Yes. That’s a great question, Joan. I will tell you on the accounting and tax side not as much. So just fewer competitors out there, and we found that, although there is somewhat of a pricing increase in that segment of the business, it’s not material. We have seen, of late, material increases or appreciation and the valuation in certain of the insurance agency lines, particularly on the benefits and the property and casualty side. So while we believe we can still be active in that space, we are obviously going to be far more selective because there was pricing right now that just does not provide the returns that we think are appropriate.

 

 

Joan K. Tong - Sidoti & Company, LLC - Research Analyst

Okay. Okay. And then share buyback, historically, you’ve pretty opportunistic. Waiting for the dip being very prudent and obviously just feel like it that we are in a different world right now compared to 6, 7 months ago. I just want to see, if you have, going forward, have a different view in terms of your devaluation of your stock that you might not be that opportunistic going forward just because — just in general, we are in a better operating environment — better earnings power — across the board. Maybe it actually deserve a high valuation, I mean, with share buyback still on the table other than just waiting for the dip to happen?

 

 

Jerome P. Grisko - CBIZ, Inc. - President and CEO

Yes. Joan, that’s a great question and something we ask ourselves all the time, and we are happy with the strength in the share price. There is volatility in the market all the time. We just haven’t experienced it in recent months. And typically, we try to use volatility or the dip as you explained it as an opportunity to buy back shares. So again, we’re pleased with the run-off and the relatively strong performance of the share price, we just haven’t seen that many opportunities. So I wouldn’t say, it’s completely off the table. But in recent months, we just haven’t had that many opportunities.

 

 

Operator

(Operator Instructions) There are no further questions. This concludes our question-and-answer session.

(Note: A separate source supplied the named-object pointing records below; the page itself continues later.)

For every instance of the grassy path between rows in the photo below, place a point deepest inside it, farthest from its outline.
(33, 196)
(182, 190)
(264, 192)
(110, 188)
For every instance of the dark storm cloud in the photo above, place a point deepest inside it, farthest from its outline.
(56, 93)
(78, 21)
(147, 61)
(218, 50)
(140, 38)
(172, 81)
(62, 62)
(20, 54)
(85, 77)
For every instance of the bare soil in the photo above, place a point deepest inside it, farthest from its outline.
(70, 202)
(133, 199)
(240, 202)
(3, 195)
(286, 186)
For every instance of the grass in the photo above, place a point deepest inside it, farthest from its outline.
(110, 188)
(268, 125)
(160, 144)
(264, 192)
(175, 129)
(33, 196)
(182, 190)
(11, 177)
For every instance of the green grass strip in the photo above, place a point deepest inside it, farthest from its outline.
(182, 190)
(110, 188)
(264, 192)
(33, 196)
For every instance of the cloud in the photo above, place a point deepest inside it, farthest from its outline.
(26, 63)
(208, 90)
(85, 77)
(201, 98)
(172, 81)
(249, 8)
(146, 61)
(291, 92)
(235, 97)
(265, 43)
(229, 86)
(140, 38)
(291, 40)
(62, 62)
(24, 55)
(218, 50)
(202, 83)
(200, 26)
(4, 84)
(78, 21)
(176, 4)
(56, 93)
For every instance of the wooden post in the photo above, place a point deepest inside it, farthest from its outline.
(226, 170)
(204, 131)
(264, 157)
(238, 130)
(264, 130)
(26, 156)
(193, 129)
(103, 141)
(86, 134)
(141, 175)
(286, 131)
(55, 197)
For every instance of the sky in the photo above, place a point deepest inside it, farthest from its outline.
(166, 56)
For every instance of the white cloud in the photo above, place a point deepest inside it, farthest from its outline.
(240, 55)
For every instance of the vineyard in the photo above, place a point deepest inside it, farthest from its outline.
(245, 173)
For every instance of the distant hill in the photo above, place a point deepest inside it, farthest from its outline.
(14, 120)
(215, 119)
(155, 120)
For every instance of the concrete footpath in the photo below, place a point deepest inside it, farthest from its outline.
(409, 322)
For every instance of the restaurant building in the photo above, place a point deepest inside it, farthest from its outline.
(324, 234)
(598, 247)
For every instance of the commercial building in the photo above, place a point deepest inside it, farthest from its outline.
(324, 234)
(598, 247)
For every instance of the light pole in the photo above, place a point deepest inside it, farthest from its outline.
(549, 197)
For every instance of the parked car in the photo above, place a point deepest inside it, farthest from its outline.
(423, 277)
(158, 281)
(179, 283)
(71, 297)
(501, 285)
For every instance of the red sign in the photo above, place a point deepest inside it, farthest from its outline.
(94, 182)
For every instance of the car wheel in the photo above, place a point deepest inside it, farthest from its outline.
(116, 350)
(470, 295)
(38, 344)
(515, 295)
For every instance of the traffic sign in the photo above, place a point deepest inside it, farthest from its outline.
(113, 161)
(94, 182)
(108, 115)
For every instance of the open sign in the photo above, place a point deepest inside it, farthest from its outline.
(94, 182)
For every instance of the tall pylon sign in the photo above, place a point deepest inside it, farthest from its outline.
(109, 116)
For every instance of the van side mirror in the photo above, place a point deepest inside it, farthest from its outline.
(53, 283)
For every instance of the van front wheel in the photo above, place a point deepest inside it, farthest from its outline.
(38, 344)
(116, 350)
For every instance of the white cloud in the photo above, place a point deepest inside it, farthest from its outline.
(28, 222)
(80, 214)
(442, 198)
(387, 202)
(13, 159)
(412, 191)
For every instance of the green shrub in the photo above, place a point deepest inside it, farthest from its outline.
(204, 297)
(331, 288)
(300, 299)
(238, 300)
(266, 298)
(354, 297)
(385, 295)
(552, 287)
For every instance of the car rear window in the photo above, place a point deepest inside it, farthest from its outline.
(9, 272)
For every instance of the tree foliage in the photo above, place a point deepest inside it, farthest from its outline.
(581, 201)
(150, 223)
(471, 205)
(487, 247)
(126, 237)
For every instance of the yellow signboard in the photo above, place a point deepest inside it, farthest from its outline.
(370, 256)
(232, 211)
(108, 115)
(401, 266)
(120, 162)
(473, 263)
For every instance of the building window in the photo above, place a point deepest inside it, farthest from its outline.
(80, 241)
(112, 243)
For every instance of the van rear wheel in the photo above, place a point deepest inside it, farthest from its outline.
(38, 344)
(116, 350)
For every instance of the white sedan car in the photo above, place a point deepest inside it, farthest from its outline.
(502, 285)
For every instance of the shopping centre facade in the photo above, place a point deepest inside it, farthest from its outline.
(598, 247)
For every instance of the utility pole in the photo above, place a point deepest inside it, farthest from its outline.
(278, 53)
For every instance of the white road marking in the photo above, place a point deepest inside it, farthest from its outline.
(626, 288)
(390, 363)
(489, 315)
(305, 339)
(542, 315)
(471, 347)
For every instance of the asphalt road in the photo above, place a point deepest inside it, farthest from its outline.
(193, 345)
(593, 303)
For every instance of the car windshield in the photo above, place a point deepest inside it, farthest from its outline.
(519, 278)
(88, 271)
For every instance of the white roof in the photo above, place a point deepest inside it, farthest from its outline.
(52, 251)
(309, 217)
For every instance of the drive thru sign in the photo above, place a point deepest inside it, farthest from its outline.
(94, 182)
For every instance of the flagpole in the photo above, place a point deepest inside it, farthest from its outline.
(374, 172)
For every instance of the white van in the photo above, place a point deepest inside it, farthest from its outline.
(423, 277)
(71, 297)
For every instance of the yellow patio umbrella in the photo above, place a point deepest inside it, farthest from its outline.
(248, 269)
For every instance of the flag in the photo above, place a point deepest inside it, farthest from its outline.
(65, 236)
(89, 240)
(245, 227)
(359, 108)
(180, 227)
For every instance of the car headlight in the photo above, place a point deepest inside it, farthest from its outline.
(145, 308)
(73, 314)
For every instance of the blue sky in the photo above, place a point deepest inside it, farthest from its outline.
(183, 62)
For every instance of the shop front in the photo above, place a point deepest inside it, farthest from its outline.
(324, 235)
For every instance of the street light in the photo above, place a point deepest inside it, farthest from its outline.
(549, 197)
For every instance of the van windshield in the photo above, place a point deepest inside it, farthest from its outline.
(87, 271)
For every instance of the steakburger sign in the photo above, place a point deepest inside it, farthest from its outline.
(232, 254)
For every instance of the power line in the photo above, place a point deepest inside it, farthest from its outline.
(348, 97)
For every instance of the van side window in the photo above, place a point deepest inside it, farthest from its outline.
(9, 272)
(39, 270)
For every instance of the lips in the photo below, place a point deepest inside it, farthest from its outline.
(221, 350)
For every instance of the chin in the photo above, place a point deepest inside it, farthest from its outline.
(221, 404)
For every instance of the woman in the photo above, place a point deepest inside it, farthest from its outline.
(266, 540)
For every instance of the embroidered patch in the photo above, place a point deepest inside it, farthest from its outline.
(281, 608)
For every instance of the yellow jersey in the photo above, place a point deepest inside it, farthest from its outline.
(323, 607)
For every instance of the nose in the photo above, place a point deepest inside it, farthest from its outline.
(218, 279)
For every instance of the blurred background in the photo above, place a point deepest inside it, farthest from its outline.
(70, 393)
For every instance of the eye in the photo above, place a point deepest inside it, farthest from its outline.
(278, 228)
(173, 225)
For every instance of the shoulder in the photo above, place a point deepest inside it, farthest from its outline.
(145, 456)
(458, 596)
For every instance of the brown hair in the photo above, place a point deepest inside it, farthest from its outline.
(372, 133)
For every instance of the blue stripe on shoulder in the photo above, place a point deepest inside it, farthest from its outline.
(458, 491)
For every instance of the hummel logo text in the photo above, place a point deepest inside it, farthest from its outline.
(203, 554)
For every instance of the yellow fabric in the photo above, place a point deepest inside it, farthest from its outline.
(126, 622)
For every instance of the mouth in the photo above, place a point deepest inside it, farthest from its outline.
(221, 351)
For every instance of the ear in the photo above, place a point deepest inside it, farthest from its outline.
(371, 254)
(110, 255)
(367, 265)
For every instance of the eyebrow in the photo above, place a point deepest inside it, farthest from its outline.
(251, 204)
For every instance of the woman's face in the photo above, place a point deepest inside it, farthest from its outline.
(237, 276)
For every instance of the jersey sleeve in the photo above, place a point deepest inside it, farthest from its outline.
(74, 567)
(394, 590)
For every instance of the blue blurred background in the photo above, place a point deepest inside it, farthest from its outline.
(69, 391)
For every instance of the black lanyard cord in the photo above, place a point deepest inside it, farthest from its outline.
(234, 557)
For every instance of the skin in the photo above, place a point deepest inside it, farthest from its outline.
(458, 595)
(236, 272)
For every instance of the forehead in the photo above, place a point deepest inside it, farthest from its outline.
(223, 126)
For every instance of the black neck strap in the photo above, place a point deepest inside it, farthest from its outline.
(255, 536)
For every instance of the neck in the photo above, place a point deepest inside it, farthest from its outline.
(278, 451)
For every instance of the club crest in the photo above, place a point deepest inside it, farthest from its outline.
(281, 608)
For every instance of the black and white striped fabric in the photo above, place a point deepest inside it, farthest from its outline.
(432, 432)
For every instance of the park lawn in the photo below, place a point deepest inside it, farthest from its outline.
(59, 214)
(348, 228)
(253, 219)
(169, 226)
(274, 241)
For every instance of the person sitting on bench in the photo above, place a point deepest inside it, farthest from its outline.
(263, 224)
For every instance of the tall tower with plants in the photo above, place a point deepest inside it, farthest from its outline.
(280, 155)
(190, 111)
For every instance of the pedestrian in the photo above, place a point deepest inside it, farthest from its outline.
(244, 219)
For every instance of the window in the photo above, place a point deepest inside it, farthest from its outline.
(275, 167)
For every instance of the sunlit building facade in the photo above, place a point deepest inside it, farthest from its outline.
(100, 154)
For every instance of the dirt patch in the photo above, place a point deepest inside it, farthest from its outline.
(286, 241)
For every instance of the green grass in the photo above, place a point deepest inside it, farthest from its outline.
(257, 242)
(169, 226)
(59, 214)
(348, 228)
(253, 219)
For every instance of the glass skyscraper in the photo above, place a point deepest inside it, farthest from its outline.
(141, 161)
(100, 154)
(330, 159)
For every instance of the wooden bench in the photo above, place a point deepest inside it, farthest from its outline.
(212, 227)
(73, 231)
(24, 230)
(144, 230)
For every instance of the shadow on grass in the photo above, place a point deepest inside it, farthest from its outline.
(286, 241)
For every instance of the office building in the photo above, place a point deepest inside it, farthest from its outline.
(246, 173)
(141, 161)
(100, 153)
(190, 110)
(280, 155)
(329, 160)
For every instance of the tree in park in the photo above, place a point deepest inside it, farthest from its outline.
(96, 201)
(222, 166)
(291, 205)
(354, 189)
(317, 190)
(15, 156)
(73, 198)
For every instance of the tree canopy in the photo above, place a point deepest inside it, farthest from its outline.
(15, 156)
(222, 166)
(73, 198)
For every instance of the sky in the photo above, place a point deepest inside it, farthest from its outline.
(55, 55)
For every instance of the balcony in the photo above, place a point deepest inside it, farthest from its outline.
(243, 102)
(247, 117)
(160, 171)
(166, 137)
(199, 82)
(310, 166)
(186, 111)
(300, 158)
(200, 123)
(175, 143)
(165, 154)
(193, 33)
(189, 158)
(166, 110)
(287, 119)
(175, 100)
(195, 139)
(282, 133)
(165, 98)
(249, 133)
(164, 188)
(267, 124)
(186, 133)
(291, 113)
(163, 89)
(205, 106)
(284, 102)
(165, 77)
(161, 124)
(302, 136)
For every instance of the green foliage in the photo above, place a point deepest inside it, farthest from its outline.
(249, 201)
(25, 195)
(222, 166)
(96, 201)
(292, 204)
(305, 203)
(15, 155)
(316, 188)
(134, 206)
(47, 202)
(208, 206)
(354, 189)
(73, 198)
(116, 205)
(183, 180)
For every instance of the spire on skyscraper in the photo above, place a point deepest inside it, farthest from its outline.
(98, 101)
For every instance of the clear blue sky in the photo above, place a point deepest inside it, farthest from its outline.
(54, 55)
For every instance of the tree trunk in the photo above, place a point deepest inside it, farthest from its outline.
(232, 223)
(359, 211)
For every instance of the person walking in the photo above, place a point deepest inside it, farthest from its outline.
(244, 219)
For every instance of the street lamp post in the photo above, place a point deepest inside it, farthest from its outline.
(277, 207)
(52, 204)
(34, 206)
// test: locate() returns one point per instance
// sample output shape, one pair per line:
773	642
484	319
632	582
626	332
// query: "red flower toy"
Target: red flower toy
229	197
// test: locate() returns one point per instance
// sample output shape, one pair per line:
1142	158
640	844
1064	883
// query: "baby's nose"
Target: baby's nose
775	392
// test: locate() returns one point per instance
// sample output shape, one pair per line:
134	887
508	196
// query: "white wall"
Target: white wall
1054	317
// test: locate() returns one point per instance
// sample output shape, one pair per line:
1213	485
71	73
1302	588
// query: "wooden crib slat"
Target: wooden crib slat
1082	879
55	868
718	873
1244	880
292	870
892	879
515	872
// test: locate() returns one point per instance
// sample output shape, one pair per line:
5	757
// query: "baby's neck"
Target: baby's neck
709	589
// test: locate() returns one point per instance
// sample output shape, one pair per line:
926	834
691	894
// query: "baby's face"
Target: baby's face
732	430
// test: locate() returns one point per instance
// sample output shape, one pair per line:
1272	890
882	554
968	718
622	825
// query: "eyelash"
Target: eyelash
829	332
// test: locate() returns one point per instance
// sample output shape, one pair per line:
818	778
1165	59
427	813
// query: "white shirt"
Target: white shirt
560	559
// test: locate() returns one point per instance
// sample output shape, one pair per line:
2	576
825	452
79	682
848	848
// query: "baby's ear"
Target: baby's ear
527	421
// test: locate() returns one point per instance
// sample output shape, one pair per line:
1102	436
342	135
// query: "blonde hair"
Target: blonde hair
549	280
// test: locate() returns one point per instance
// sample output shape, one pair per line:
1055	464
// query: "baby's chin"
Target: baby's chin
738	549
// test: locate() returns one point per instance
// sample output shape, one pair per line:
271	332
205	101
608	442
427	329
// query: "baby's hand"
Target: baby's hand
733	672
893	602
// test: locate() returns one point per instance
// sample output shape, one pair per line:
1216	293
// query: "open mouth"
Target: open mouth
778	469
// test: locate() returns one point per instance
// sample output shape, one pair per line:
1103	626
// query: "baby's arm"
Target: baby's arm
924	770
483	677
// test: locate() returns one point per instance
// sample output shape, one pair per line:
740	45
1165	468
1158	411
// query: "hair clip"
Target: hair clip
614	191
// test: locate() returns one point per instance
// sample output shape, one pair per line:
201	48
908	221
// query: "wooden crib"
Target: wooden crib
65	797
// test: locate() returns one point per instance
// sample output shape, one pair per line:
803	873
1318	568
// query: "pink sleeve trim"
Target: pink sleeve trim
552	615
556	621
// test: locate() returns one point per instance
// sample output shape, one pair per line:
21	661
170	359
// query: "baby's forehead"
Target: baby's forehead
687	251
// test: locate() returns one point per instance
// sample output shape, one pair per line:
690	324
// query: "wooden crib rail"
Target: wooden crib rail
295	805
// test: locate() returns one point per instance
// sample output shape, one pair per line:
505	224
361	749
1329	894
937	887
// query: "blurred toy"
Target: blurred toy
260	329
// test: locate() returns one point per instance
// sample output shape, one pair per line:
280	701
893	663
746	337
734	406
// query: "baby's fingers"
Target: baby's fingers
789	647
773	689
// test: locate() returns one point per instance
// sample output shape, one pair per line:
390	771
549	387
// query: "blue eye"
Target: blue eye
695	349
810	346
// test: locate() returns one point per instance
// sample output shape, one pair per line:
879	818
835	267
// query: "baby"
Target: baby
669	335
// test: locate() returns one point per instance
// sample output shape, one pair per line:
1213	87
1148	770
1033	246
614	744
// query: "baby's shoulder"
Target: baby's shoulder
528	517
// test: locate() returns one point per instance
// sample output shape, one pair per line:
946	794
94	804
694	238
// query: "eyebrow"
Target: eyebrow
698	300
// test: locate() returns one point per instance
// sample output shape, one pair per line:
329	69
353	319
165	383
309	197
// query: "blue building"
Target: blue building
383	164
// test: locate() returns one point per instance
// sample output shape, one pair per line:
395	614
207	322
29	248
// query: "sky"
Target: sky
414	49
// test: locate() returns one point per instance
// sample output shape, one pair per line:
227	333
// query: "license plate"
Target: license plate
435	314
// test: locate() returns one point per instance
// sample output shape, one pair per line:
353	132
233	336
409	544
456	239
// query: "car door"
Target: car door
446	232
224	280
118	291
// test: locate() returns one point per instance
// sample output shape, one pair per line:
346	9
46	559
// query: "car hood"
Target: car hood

I would like to turn the conference call back over to Mr. Jerry Grisko for any closing statements.

 

 

Jerome P. Grisko - CBIZ, Inc. - President and CEO

Okay. Thank you, Patrick. I’d like to take just a moment to thank our analysts and our investors for their continued support and to especially thank all of our team members across the nation for their hard work and their dedication to the company and to our clients. We look forward to speaking with you again after we report our second quarter results. Thank you, and have a great day.

 

 

Operator

Ladies and gentlemen, the conference has now concluded. Thank you for attending today’s presentation. You may now disconnect.